Forum Moderators: coopster
I'm writing a handfull of forms to enter data into a MySQL database, and then retrieve the data for editing. The form works fine when retrieving data into text boxes with
<input type=text value="<? echo $varname?>">
and with checkboxes by using
<input type="checkbox" <? if (isset($varname)) {echo "checked";}?>
My problem is that I can't use the above techniques to retrieve data from <select> lists. When I bring the edit form up, it returns the list's default value, and the default value is saved on the database unless the user changes the <select> field everytime the form is open.

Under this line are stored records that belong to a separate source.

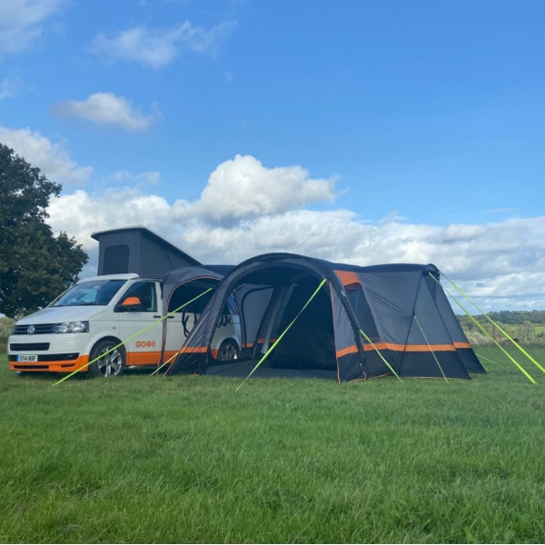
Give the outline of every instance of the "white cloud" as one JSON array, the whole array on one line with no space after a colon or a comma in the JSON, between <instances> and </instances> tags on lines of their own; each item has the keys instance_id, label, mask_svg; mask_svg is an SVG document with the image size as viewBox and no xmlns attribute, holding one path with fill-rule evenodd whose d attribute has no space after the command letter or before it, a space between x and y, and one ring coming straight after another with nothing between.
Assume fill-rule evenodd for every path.
<instances>
[{"instance_id":1,"label":"white cloud","mask_svg":"<svg viewBox=\"0 0 545 545\"><path fill-rule=\"evenodd\" d=\"M2 0L0 2L0 54L15 54L30 45L42 34L42 24L65 0Z\"/></svg>"},{"instance_id":2,"label":"white cloud","mask_svg":"<svg viewBox=\"0 0 545 545\"><path fill-rule=\"evenodd\" d=\"M0 100L13 98L16 96L21 88L21 82L16 79L8 79L6 77L0 80Z\"/></svg>"},{"instance_id":3,"label":"white cloud","mask_svg":"<svg viewBox=\"0 0 545 545\"><path fill-rule=\"evenodd\" d=\"M235 26L235 22L225 22L206 30L189 21L168 29L136 26L114 37L100 34L91 49L110 59L163 68L183 51L215 56L221 43Z\"/></svg>"},{"instance_id":4,"label":"white cloud","mask_svg":"<svg viewBox=\"0 0 545 545\"><path fill-rule=\"evenodd\" d=\"M236 155L212 173L194 212L216 222L268 216L332 202L333 186L333 179L311 179L301 166L266 168L252 155Z\"/></svg>"},{"instance_id":5,"label":"white cloud","mask_svg":"<svg viewBox=\"0 0 545 545\"><path fill-rule=\"evenodd\" d=\"M60 102L52 110L58 117L77 117L126 131L145 131L162 118L156 106L153 107L151 114L144 115L134 110L127 99L114 93L95 93L85 100Z\"/></svg>"},{"instance_id":6,"label":"white cloud","mask_svg":"<svg viewBox=\"0 0 545 545\"><path fill-rule=\"evenodd\" d=\"M61 144L54 144L30 129L0 126L0 142L33 166L37 166L52 182L79 185L93 173L92 167L78 166Z\"/></svg>"},{"instance_id":7,"label":"white cloud","mask_svg":"<svg viewBox=\"0 0 545 545\"><path fill-rule=\"evenodd\" d=\"M269 252L361 265L432 263L486 311L545 309L545 216L438 227L408 223L396 213L372 223L348 210L301 209L332 198L332 185L310 179L301 167L267 169L253 157L237 156L218 166L194 203L169 203L129 187L104 194L80 190L52 202L50 223L91 253L87 274L96 267L92 232L144 224L203 263L237 263ZM215 198L217 219L211 213Z\"/></svg>"}]
</instances>

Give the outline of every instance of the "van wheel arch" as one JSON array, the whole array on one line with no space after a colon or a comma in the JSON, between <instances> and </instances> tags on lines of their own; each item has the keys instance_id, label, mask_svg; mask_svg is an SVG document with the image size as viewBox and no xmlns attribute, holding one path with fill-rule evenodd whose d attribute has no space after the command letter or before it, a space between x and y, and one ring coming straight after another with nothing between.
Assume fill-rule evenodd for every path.
<instances>
[{"instance_id":1,"label":"van wheel arch","mask_svg":"<svg viewBox=\"0 0 545 545\"><path fill-rule=\"evenodd\" d=\"M104 355L101 357L103 353ZM89 362L92 362L88 366L90 378L118 377L126 363L126 350L119 339L104 337L93 345L89 352Z\"/></svg>"}]
</instances>

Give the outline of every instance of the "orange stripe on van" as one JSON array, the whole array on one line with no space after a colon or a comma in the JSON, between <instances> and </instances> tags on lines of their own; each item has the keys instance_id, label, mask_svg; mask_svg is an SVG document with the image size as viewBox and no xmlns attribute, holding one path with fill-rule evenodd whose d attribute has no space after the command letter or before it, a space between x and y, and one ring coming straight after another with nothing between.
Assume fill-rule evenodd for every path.
<instances>
[{"instance_id":1,"label":"orange stripe on van","mask_svg":"<svg viewBox=\"0 0 545 545\"><path fill-rule=\"evenodd\" d=\"M361 283L358 275L352 271L335 271L335 274L339 277L343 286L351 283Z\"/></svg>"},{"instance_id":2,"label":"orange stripe on van","mask_svg":"<svg viewBox=\"0 0 545 545\"><path fill-rule=\"evenodd\" d=\"M127 352L127 365L157 365L160 358L156 351Z\"/></svg>"},{"instance_id":3,"label":"orange stripe on van","mask_svg":"<svg viewBox=\"0 0 545 545\"><path fill-rule=\"evenodd\" d=\"M81 371L84 372L87 371L87 363L89 362L89 356L79 356L76 360L66 361L60 360L58 362L10 362L10 371L23 371L25 372L72 372L74 371Z\"/></svg>"}]
</instances>

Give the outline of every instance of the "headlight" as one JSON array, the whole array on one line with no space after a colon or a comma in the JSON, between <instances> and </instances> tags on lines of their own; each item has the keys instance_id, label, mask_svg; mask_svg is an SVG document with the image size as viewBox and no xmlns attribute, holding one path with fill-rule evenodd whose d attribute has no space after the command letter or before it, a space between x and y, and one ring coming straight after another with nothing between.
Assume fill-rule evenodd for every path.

I guess my question is simpler than I make it sound: how do I update a <select> field to display the value stored in the database?
Thanks a bunch!
To have a select option come up selected, you need to add
selected="selected" to the option:
<select name="somename">
<option value="1">One</option>
<option value="2">Two</option>
<option value="3" selected="selected">Three</option>
</select>
This would mean that option 3 would be selected when the page loaded.

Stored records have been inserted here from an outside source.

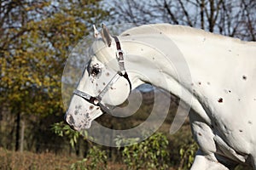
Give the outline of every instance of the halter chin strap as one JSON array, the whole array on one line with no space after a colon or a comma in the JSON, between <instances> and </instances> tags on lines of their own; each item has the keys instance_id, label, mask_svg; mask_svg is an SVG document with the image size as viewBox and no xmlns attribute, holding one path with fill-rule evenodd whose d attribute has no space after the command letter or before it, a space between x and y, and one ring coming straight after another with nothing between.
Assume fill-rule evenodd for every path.
<instances>
[{"instance_id":1,"label":"halter chin strap","mask_svg":"<svg viewBox=\"0 0 256 170\"><path fill-rule=\"evenodd\" d=\"M120 42L119 41L119 38L117 37L113 37L113 39L115 41L115 43L116 43L116 48L117 48L116 59L119 62L119 71L118 71L115 74L115 76L105 86L105 88L102 90L102 92L96 97L91 96L91 95L90 95L90 94L88 94L84 92L82 92L80 90L78 90L78 89L75 89L73 91L73 94L78 95L78 96L83 98L84 99L85 99L86 101L93 104L94 105L97 105L97 106L108 107L104 104L101 103L102 99L103 98L105 94L108 92L108 90L111 88L111 86L114 82L116 82L120 76L125 77L128 81L129 86L130 86L130 93L131 91L131 83L128 74L127 74L127 72L125 71L125 68L124 52L121 49L121 46L120 46Z\"/></svg>"}]
</instances>

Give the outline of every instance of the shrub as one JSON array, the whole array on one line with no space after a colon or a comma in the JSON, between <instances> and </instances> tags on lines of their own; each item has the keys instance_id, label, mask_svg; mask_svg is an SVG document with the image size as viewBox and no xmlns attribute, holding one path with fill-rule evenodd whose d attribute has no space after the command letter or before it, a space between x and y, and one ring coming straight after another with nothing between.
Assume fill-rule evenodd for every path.
<instances>
[{"instance_id":1,"label":"shrub","mask_svg":"<svg viewBox=\"0 0 256 170\"><path fill-rule=\"evenodd\" d=\"M137 140L117 139L116 142L120 146L124 144L131 144ZM166 169L169 158L167 146L166 137L156 133L143 142L122 148L124 162L128 169Z\"/></svg>"}]
</instances>

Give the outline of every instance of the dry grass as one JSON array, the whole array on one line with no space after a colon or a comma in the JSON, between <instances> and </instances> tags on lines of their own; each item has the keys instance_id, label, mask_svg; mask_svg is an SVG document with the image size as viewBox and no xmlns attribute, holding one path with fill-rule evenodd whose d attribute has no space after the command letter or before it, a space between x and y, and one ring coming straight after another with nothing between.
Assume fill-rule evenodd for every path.
<instances>
[{"instance_id":1,"label":"dry grass","mask_svg":"<svg viewBox=\"0 0 256 170\"><path fill-rule=\"evenodd\" d=\"M15 152L0 148L0 169L8 170L65 170L76 162L75 158L56 156L52 153L35 154Z\"/></svg>"}]
</instances>

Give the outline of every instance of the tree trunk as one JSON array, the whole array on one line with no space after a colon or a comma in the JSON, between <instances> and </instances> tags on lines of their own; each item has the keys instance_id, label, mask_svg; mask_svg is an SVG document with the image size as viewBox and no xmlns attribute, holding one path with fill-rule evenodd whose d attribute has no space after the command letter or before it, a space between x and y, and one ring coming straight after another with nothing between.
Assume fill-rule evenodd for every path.
<instances>
[{"instance_id":1,"label":"tree trunk","mask_svg":"<svg viewBox=\"0 0 256 170\"><path fill-rule=\"evenodd\" d=\"M19 150L20 148L20 113L17 111L16 118L16 138L15 138L15 151Z\"/></svg>"},{"instance_id":2,"label":"tree trunk","mask_svg":"<svg viewBox=\"0 0 256 170\"><path fill-rule=\"evenodd\" d=\"M21 122L21 132L20 132L20 151L23 152L24 149L24 131L25 131L25 122Z\"/></svg>"}]
</instances>

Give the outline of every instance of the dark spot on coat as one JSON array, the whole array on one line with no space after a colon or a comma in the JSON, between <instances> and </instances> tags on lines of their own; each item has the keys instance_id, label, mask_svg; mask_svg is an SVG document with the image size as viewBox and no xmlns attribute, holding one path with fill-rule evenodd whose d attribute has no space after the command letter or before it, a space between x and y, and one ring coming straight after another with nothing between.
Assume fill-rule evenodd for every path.
<instances>
[{"instance_id":1,"label":"dark spot on coat","mask_svg":"<svg viewBox=\"0 0 256 170\"><path fill-rule=\"evenodd\" d=\"M243 75L243 76L242 76L242 79L243 79L243 80L247 80L247 76Z\"/></svg>"},{"instance_id":2,"label":"dark spot on coat","mask_svg":"<svg viewBox=\"0 0 256 170\"><path fill-rule=\"evenodd\" d=\"M79 113L79 110L75 110L74 114L78 115Z\"/></svg>"},{"instance_id":3,"label":"dark spot on coat","mask_svg":"<svg viewBox=\"0 0 256 170\"><path fill-rule=\"evenodd\" d=\"M222 103L222 102L223 102L223 99L222 99L222 98L219 98L219 99L218 99L218 103Z\"/></svg>"},{"instance_id":4,"label":"dark spot on coat","mask_svg":"<svg viewBox=\"0 0 256 170\"><path fill-rule=\"evenodd\" d=\"M249 123L249 124L253 124L253 122L252 122L251 121L248 121L248 123Z\"/></svg>"},{"instance_id":5,"label":"dark spot on coat","mask_svg":"<svg viewBox=\"0 0 256 170\"><path fill-rule=\"evenodd\" d=\"M93 108L94 108L93 105L90 105L90 107L89 107L90 110L92 110Z\"/></svg>"},{"instance_id":6,"label":"dark spot on coat","mask_svg":"<svg viewBox=\"0 0 256 170\"><path fill-rule=\"evenodd\" d=\"M130 36L130 34L124 34L122 37Z\"/></svg>"},{"instance_id":7,"label":"dark spot on coat","mask_svg":"<svg viewBox=\"0 0 256 170\"><path fill-rule=\"evenodd\" d=\"M90 118L89 113L86 113L86 114L85 114L85 117L86 117L87 119Z\"/></svg>"}]
</instances>

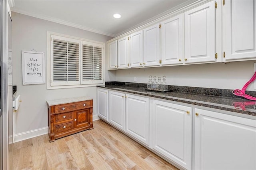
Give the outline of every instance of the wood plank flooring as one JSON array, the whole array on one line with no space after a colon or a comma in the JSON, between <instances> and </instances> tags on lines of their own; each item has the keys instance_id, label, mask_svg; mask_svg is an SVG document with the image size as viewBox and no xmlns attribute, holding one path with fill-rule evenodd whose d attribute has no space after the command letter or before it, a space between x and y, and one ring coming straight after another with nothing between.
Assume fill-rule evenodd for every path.
<instances>
[{"instance_id":1,"label":"wood plank flooring","mask_svg":"<svg viewBox=\"0 0 256 170\"><path fill-rule=\"evenodd\" d=\"M50 143L48 134L14 144L14 170L177 170L101 120Z\"/></svg>"}]
</instances>

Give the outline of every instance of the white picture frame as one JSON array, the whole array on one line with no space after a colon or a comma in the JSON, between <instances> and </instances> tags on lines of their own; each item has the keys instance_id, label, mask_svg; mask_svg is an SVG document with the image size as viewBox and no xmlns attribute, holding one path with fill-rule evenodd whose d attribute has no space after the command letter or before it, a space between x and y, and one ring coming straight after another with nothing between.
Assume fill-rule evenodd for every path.
<instances>
[{"instance_id":1,"label":"white picture frame","mask_svg":"<svg viewBox=\"0 0 256 170\"><path fill-rule=\"evenodd\" d=\"M23 85L45 84L44 53L22 51Z\"/></svg>"}]
</instances>

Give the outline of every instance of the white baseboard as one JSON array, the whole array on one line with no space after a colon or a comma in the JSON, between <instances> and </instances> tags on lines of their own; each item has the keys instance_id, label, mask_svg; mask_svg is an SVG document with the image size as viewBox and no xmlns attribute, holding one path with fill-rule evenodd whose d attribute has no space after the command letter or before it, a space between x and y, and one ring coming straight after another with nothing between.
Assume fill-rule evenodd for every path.
<instances>
[{"instance_id":1,"label":"white baseboard","mask_svg":"<svg viewBox=\"0 0 256 170\"><path fill-rule=\"evenodd\" d=\"M15 135L14 143L48 133L48 127L35 129Z\"/></svg>"},{"instance_id":2,"label":"white baseboard","mask_svg":"<svg viewBox=\"0 0 256 170\"><path fill-rule=\"evenodd\" d=\"M100 119L98 115L94 115L92 116L92 121L97 120Z\"/></svg>"},{"instance_id":3,"label":"white baseboard","mask_svg":"<svg viewBox=\"0 0 256 170\"><path fill-rule=\"evenodd\" d=\"M98 115L94 115L92 116L92 121L97 120L100 119ZM22 140L38 136L48 133L48 127L35 129L30 131L17 134L15 135L14 143Z\"/></svg>"}]
</instances>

So, to select the value from the database, your select options could be in an array:
$options = array('One','Two','Three'); etc
Then loop through the array:
foreach($options as $id=>$value){
// Check to see if the database value is equal to the array id
$seltext = ($row->somevalue == $id)? selected="selected"' : '';
echo "<option value=\"$id\" $seltext>$value</option>";
}
I hope that explains it well enough ...
-sned